Table 1 Primer sets used in quantitative RT-PCR

Illumina Infinium HumanMethylation450k BeadChip assay

Genomic DNA was isolated from 20 mg of frozen tissue using a Qiagen Genomic DNA kit (Qiagen). DNA methylation was analyzed with an Illumina Infinium assay with the HumanMethylation450 BeadChip (Illumina, San Diego, CA, USA), which interrogates a total of 482,421 CpG sites from the distal promoter regions of the transcription start sites to the 3’-UTR of consensus coding sequences. Methylated and unmethylated signals were used to compute beta values, which are quantitative scores of the DNA methylation levels, ranging from 0 (completely unmethylated) to 1 (completely methylated). The BeadChip was scanned on a BeadArray Reader (Illumina) according to the manufacturer’s instructions. CpG sites with “detection p values” > 0.05 (computed from the background based on negative controls) and CpG sites on the Y chromosome were eliminated from further analysis, leaving 482,005 CpGs valid for use with the nine samples tested.

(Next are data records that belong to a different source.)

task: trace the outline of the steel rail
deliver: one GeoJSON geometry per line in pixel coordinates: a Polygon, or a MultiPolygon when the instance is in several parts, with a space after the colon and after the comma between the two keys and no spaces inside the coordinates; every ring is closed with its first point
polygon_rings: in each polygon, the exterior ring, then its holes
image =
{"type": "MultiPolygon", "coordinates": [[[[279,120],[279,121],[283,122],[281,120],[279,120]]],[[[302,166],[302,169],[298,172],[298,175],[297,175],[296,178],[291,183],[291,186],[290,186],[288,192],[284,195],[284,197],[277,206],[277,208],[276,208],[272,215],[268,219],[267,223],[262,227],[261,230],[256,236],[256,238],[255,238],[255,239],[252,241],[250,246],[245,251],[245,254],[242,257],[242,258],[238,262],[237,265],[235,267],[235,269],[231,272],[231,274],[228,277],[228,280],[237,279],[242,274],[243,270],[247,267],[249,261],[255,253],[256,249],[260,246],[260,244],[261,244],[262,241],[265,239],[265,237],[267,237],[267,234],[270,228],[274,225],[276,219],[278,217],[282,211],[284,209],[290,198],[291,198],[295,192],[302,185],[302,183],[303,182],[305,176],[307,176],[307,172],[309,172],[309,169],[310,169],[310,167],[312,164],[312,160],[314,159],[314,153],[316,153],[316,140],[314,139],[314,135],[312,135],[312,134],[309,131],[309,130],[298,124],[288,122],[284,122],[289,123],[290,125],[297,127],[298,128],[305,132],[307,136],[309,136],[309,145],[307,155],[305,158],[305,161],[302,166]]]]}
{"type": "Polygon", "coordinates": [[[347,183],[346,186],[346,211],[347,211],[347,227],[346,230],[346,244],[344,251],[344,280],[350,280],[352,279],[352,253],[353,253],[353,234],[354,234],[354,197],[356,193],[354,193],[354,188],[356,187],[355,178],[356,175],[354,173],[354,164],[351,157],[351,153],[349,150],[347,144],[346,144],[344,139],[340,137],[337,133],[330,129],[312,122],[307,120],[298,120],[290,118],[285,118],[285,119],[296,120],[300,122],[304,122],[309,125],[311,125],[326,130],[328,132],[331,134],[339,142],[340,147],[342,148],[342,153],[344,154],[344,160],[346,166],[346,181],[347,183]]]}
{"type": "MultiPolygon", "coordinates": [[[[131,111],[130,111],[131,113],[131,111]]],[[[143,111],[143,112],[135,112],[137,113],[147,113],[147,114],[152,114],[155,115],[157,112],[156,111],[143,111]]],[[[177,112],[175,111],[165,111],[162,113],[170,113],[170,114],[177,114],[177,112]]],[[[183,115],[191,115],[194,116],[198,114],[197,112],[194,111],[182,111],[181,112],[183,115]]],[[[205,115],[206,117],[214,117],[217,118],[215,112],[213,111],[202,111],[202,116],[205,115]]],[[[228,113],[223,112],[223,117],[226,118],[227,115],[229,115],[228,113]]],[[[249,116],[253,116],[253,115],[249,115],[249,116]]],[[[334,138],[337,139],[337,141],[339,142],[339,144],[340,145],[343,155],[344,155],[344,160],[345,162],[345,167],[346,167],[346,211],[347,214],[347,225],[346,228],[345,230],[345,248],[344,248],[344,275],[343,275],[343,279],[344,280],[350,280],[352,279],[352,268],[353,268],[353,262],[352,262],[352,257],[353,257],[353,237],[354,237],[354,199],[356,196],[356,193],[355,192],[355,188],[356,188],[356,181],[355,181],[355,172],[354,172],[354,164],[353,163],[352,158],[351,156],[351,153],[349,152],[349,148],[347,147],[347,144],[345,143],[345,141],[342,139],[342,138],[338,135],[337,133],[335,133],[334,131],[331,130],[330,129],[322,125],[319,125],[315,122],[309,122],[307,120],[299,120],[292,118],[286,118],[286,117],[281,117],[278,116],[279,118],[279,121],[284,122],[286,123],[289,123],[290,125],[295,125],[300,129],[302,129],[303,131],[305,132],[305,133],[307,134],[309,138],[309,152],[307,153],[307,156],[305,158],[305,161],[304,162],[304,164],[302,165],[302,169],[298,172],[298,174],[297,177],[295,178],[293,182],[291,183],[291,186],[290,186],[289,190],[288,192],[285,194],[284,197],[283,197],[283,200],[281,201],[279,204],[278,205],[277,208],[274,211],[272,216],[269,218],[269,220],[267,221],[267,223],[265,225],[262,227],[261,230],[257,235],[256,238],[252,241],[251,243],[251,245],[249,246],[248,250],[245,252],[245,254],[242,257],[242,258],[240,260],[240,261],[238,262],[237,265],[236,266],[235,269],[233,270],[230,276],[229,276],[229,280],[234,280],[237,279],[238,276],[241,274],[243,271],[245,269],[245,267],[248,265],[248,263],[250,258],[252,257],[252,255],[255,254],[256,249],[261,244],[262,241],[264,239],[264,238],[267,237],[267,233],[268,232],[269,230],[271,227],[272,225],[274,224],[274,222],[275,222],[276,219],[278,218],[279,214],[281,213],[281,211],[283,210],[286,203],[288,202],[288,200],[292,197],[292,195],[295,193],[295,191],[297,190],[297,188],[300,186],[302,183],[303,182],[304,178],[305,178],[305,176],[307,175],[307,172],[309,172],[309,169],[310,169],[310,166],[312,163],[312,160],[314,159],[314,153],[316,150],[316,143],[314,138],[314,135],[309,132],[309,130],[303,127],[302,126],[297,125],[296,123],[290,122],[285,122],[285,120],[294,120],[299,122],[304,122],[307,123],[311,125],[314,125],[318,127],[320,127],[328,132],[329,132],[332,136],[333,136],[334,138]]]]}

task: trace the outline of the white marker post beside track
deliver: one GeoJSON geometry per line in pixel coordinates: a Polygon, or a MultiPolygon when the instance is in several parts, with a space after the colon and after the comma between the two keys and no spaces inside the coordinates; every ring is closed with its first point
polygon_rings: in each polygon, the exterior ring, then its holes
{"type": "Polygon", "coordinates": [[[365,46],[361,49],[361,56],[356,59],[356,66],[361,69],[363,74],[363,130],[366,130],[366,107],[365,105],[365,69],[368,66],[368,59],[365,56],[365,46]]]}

Sodium bisulfite sequencing

Bisulfite reactions were performed using an EpiTect Bisulfite Kit (Qiagen) with the following temperature conditions: 95 °C for 5 min, 65 °C for 85 min, 95 °C for 5 min and 65 °C for 175 min as previously reported [38]. The bisulfite-converted DNA was amplified by PCR using the primer pairs for ESR1 and ESR2 shown in Table 2 using the following thermocycling conditions: 95 °C for 10 min, and 40 cycles of 94 °C for 30 s, 60 °C for 30 s and 72 °C for 1 min followed by 10 min of final extension at 72 °C. The resulting products were cloned into a pGEM-T easy vector (Promega, Tokyo, Japan). The vectors were sequenced using a BigDye Terminator V3.1 Kit (Applied Biosystems, Foster City, CA, USA) and a 3130xl Genetic Analyzer (Applied Biosystems) as previously reported [20]. QUMA (http://quma.cdb.riken.jp/) was used to analyze the bisulfite sequencing data [39].

Table 2 Primer sets used in sodium bisulfite sequencing analysis

Statistical analyses

DNA methylation and mRNA Expression levels of the two groups were compared with unpaired t-tests using SPSS for Windows version 11 (SPSS Inc., Chicago, IL, USA).